Trotz des enormen Potentials steckt der Markt für Mini-Grids weiterhin in den Kinderschuhen. Die Mehrzahl der Projekte ist auf staatliche Zuschüsse, nicht-kommerzielle (zinsvergünstigte) Darlehen oder sonstige Formen von Subventionen angewiesen. Das von Entwicklungsbanken zugesagte Kapital kann nur langsam investiert werden, da die lokalen Genehmigungsprozesse oft langwierig und intransparent sind. Sofern überhaupt rentabel, sind die risikoadjustierten Renditen unterhalb der Erwartungen von Investoren.
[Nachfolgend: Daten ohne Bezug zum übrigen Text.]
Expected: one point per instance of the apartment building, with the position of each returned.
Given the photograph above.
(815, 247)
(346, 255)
Der Markt ist weiterhin geprägt durch Abwesenheit von echtem Wettbewerb und unzureichenden Referenzen und/oder Qualifizierung der Entwickler. Einsetzende Skaleneffekte und eine Beschleunigung des Genehmigungsprozesses sollten die Profitabilität von Mini-Grids in naher Zukunft weiter verbessern. Dafür ist jedoch nicht zuletzt ein schlanker, stabiler und transparenter rechtlicher Rahmen für Projektentwicklung notwendig.

Bilder: Mini-Grid Solaranlage, Translight Solar 

Fazit

Das Erreichen der gesetzten Ziele bis 2030 scheint in weite Ferne gerückt zu sein. Neben den schon länger bestehenden Herausforderungen hatte nun auch Covid-19 bereits einen erheblichen negativen Einfluss auf die Entwicklung von Infrastrukturprojekten – und wird Investitionen wahrscheinlich auch mittelfristig weiter ausbremsen. Die Internationale Energieagentur schätzt, dass verzögerte Projekte in 2021 wieder an Traktion gewinnen können und dies zu einem Anstieg der Zubauzahlen führen wird. In Afrika allerdings könnten die zusätzlichen Herausforderungen bei der Finanzierung und Entwicklung von Projekten zu Verzögerungen deutlich über 2021 hinausführen. An der zentralen Rolle von Mini-Grids für die Stromversorgung der Zukunft in Afrika wird sich jedoch nichts ändern.